All in all, there are some (bad) behaviors that emerge in the subconscious and only attract our attention when it is almost too late. First and foremost it is a matter of becoming aware of your mistakes in trading. The following tips will help you.
Trading Tip 1: Hide Account Balances
Many traders become restless when their account balance becomes unhealthy as part of an ongoing trade. On the one hand this is due to a leveraged position, on the other hand to the certainty that the hard-earned money could soon be gone.
One must always remember that losses are simply part of trading. Who looks too much at the account balance of the trading account should simply turn off the visibility. In Metatrader 4 this is possible, in other charting software you might have to work with tricks like overlapping windows.
Trading Tip 2: Turn Off Screens
You have recognized a good setup in a base value and are now planning your trade. You determine your risk and money management and place Stop Loss and Take Profit. Finally you press the buy button and off you go. The trade is running.
Now your work is done. You can devote yourself to other things with a clear conscience. Really. The market doesn’t need you!
As soon as the trade is running and you have placed SL and TP sensibly, it’s enough to check (depending on your trading style) after a few candles if the trade is still running and if the stop has to be pulled. Dedicate your time to important things like analysis, new trading ideas or leisure activities.
By drastically reducing the time before the trading desk, you will have much less contact points with your trading emotions.
Trading Tip 3: Log Your Thoughts
This point is particularly important.

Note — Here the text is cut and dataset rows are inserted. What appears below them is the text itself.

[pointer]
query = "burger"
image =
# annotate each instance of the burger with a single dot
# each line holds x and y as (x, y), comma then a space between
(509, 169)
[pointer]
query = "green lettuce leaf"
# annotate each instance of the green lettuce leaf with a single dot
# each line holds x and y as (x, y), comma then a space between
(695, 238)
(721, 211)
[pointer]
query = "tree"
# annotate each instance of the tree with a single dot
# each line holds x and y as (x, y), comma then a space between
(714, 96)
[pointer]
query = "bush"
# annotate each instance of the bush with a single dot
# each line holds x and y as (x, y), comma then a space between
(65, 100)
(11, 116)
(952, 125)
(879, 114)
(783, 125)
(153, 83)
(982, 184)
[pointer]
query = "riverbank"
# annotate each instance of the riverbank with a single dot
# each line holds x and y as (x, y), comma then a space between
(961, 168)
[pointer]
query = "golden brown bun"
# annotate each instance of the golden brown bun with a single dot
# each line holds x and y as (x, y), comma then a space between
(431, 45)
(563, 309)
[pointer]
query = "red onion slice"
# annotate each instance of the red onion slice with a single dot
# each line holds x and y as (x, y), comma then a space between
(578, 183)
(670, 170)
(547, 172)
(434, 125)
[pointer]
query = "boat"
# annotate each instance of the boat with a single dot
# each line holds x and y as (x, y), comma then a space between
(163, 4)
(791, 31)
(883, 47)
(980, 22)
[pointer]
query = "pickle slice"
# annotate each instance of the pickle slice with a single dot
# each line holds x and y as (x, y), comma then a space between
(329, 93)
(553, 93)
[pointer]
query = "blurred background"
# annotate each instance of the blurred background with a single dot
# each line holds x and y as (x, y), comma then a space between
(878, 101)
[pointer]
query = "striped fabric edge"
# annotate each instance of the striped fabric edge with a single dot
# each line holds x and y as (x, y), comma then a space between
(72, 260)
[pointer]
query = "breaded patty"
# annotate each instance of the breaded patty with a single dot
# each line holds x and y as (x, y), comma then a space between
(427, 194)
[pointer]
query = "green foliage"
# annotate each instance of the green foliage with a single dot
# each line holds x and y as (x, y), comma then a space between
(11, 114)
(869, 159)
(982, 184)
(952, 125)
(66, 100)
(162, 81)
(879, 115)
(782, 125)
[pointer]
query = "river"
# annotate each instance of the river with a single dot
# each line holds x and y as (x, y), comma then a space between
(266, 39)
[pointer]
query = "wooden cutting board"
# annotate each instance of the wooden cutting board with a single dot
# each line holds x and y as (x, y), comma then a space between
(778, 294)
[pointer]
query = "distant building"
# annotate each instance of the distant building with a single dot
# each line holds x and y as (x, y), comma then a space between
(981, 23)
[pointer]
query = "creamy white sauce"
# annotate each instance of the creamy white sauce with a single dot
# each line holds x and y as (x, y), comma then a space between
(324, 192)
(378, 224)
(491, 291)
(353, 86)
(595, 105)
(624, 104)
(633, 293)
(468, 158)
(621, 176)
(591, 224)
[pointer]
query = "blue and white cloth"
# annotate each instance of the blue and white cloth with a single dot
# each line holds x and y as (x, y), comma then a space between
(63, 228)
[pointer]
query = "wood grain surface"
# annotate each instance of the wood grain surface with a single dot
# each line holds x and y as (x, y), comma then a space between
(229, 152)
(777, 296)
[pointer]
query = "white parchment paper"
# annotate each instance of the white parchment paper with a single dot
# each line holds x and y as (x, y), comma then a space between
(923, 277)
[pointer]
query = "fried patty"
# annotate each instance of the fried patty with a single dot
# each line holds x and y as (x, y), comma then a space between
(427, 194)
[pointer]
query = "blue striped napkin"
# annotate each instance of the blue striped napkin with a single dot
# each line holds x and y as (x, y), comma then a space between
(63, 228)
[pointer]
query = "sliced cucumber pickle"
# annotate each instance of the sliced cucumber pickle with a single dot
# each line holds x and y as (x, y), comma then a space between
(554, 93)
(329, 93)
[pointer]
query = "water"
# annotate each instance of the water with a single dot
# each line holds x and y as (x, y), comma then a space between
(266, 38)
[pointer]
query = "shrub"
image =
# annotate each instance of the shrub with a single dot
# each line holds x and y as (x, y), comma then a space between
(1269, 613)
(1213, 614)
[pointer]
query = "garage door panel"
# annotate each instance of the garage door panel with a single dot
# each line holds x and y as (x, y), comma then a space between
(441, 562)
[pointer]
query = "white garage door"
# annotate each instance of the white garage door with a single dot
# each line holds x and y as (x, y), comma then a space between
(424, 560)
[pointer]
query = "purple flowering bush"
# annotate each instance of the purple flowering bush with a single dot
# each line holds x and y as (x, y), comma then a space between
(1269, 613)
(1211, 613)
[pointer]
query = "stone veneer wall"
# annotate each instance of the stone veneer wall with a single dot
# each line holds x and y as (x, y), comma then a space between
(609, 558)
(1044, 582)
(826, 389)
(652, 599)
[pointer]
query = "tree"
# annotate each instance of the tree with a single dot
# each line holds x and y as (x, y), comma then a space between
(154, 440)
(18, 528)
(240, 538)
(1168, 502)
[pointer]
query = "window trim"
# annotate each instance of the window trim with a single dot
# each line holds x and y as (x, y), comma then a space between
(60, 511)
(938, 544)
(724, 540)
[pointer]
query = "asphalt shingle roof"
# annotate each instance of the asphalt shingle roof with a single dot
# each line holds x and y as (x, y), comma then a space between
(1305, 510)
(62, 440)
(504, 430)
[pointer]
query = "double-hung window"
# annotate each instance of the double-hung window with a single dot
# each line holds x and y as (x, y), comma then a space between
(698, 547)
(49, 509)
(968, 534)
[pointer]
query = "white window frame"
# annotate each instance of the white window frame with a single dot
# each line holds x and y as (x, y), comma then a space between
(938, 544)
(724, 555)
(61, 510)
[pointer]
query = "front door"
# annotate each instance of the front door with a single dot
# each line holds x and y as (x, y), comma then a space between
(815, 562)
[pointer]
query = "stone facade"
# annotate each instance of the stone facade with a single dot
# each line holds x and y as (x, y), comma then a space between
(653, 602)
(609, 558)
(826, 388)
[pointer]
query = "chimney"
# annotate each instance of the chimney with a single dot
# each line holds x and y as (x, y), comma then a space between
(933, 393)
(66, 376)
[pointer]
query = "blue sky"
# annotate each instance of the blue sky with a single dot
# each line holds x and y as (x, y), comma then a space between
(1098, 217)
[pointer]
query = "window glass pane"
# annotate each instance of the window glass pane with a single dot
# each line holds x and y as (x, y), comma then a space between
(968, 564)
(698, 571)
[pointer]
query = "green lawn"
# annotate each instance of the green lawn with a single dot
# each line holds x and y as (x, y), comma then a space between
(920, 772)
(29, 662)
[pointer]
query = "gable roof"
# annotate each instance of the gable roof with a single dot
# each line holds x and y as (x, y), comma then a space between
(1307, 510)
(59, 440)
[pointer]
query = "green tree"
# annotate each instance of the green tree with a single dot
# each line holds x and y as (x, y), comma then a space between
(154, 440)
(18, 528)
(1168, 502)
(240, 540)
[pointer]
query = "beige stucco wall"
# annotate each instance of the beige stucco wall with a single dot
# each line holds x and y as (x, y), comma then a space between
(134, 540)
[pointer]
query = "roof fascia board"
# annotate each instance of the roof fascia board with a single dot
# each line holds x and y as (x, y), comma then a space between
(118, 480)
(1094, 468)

First and foremost a trading diary helps here. But traders don’t just have to list the profits and losses, they also have to list the emotions and thoughts they experienced before, during and after the trade. In the second step these thoughts must be analyzed and evaluated. If this process is carried out over several months, the trader recognises his behaviour patterns and now knows which mistakes have to be corrected.
Trading Tip 4: Keep Position Size Small
The emotions usually boil up when the trader can’t cope with the chosen position size. Example: If I have a 1000 EUR trading account and the value of 1000 EUR makes up a large part of my savings, then I have an emotional connection to this amount. If I now choose LOT 3 in EUR USD in a trade, then I am mercilessly leveraged. The result: After a few pips in the wrong direction I lost 20-30% of my account.
No matter if the trading direction was chosen wisely or not, in this condition you forget your clean analysis and make irrational decisions (usually the wrong ones).
The solution is that the trader has to choose a position size that he can emotionally cope with. The 1% rule serves as an orientation, according to which only 1% of the account capital is risked per trade (in the above example 10 EUR). In order for this value to be reached sensibly, the position size must be calculated accordingly.
Trading Tip 5: Match Time Units
I often hear day traders say: “I only trade out of the 5 minute chart”. This statement is naive and dangerous. If you want to trade successfully on the market, you have to understand the interaction of all asset classes and the different time units in trading.
If you want to trade from the 15-minute chart, you should nevertheless compare it with the hourly chart in order to identify resistances and supports such as the EMA200. It also helps to recall the overall picture when the minute chart goes wildly back and forth. So you can remember what the general weather situation looks like and keep your nerves.
Some investment banks and hedge funds spend a lot of money on trading psychologists to keep the trading team on course. The trader’s psyche is the decisive factor for success or failure in trading.
We traders often have to play tricks on our psyche in order to survive in the market. However, this only works if I am aware of my own behaviour and am willing to correct certain mistakes.
The tips shown here have proven themselves with many traders and should also help you to take the next development step in trading.